6. The method of claim 3 wherein said business designation is indicative of a business type selected from the group consisting production, solutions testing, development, and a disaster recover.

7. The method of claim 3, wherein further including receiving a plurality of event alerts, storing said event alerts in a central database, and sorting said event alerts according to any one or more of the fields in the business string.

8. The method of claim 1 wherein said event alert also includes an error event identifier and a severity level.

9. The method of claim 1 wherein said event alert also includes an error event identifier, a date and time, a server identifier, a severity level, and an error message.

10. A method of monitoring one or more disparate computer systems for event errors, comprising:

(a) receiving an event alert from one of the computer systems;

(b) formatting said event alert in a standard format comprising a business string which includes a plurality of fields of information indicative of the nature of an error;

(c) determining the nature of the error by analyzing said business string; and

(d) responding to the error.

11. The method of claim 10 wherein the plurality of fields in the business string includes a customer identifier, a product code, and a product type.

12. The method of claim 10 wherein the plurality of fields in the business string includes a customer identifier, a business designation, a product code, a product type, a managed object type, a type, an agent an a manager identifier.

13. The method of claim 12 wherein said product code is indicative of a product selected from the group consisting of an operating system, a hardware component, a network device, an application, and a security feature.

14. The method of claim 13 wherein said product type is indicative of a type corresponding to the product code.

15. The method of claim 12 wherein said business designation is indicative of a business type selected from the group consisting production, solutions testing, development, and a disaster recover.

16. The method of claim 12, wherein further including receiving a plurality of event alerts, formatting said event alerts in the standard format, storing said formatted event alerts in a central database, and sorting said formatted event alerts according to any one or more of the fields in the business string.

17. The method of claim 10 wherein said event alert also includes an error event identifier and a severity level.

18. The method of claim 10 wherein said event alert also includes an error event identifier, a date and time, a server identifier, a severity level, and an error message.

19. A computer system, comprising:

an event manager; and

mid-level managers coupled to said event manager;

wherein said mid-level managers are adapted to receive error messages from disparate client monitoring agents, said error messages comporting with a standardized format that includes a business string, said business string includes a plurality of fields of information indicative of the nature of an error.

20. The computer system of claim 19 wherein said plurality of fields of information in the business string includes a customer identifier, a product code, and a product type.
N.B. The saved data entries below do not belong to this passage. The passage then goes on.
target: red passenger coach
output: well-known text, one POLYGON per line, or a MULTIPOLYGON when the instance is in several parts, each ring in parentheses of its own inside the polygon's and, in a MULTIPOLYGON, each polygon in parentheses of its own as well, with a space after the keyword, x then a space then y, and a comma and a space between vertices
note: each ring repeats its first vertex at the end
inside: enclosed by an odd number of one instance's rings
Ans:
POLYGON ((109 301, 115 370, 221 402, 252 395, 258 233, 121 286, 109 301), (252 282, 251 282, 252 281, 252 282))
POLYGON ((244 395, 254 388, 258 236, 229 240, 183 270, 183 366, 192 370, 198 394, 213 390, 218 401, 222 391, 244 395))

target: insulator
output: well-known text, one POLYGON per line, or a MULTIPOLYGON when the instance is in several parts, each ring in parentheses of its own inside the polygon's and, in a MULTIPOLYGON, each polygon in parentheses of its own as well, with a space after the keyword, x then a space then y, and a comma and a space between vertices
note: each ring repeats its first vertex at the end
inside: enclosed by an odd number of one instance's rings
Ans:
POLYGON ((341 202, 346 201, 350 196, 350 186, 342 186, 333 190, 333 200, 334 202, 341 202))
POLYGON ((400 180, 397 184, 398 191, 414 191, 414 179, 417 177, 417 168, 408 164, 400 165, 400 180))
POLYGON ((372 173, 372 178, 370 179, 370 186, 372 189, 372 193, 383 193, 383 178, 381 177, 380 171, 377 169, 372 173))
21. The computer system of claim 19 wherein said plurality of fields of information in the business string includes a customer identifier, a business designation, a product code, a product type, a managed object type, a type, an agent an a manager identifier.
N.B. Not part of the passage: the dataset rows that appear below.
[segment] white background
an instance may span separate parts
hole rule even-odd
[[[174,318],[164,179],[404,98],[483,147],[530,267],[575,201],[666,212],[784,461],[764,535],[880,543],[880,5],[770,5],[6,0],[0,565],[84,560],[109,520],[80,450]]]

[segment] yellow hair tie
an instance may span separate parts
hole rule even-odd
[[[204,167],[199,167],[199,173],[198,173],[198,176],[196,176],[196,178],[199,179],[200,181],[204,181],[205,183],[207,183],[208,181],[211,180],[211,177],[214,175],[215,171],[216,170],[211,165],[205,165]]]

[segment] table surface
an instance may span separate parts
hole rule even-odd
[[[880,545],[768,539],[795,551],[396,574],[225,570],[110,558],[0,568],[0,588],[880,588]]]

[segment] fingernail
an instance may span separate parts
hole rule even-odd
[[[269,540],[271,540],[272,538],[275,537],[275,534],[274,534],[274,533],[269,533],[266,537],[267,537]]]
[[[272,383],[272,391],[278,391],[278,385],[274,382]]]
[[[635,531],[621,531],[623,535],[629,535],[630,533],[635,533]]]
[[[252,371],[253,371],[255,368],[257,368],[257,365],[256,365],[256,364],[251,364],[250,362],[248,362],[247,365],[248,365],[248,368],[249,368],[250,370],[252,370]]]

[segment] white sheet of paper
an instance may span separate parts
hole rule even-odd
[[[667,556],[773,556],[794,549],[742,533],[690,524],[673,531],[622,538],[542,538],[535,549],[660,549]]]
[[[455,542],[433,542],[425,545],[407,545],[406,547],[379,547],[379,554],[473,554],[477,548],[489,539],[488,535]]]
22. The computer system of claim 21 wherein said product code is indicative of a product selected from the group consisting of an operating system, a hardware component, a network device, an application, and a security feature.
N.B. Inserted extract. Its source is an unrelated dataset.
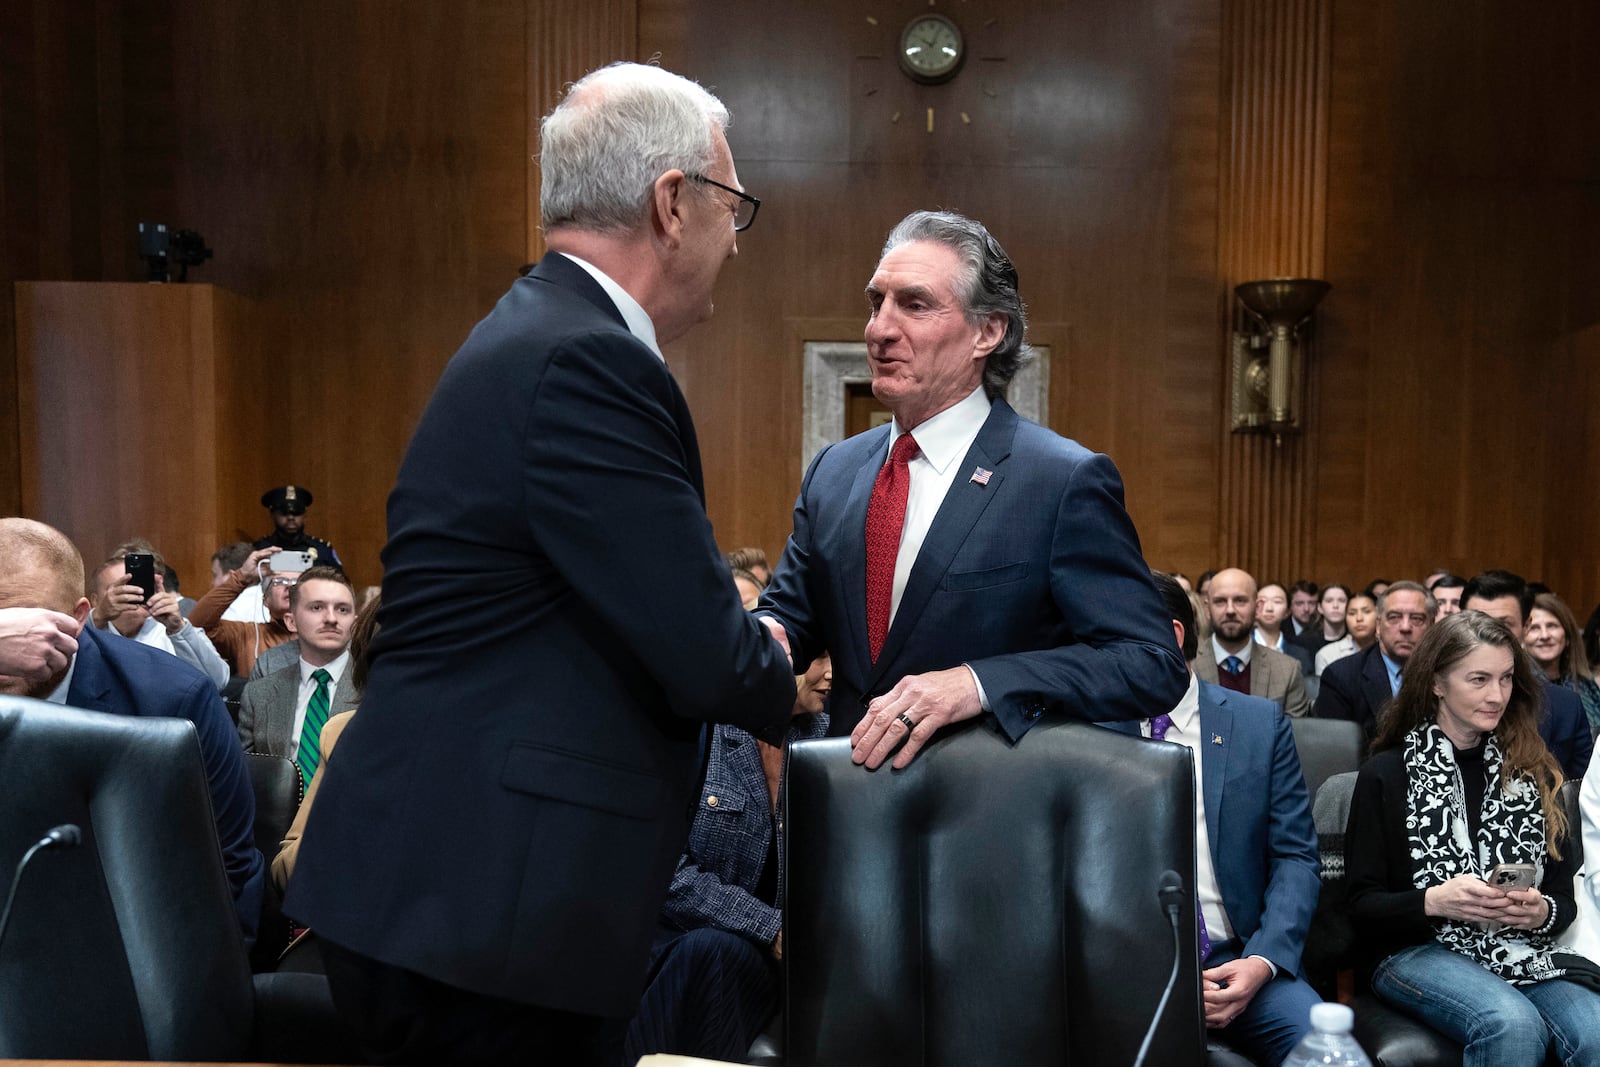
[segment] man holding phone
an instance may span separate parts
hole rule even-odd
[[[177,656],[211,679],[228,684],[228,665],[206,635],[183,617],[178,594],[166,590],[160,553],[148,541],[120,545],[95,571],[90,595],[94,625]]]
[[[281,552],[281,549],[272,547],[256,549],[238,570],[229,572],[221,582],[206,590],[205,595],[195,601],[194,610],[189,612],[189,621],[211,638],[217,651],[222,653],[222,658],[232,666],[235,677],[249,677],[257,656],[294,636],[283,617],[289,614],[289,587],[299,578],[299,571],[278,573],[271,569],[269,561]],[[300,567],[300,570],[305,570],[305,567]],[[262,584],[262,604],[266,608],[267,621],[236,622],[224,619],[222,613],[234,598],[257,582]]]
23. The computer system of claim 22 wherein said product type is indicative of a type corresponding to the product code.

24. The computer system of claim 21 wherein said business designation is indicative of a business type selected from the group consisting production, solutions testing, development, and a disaster recover.

25. The computer system of claim 19 wherein said error message also includes an error event identifier and a severity level.

26. The computer system of claim 19 wherein said error message also includes an error event identifier, a date and time, a server identifier, a severity level, and an error message.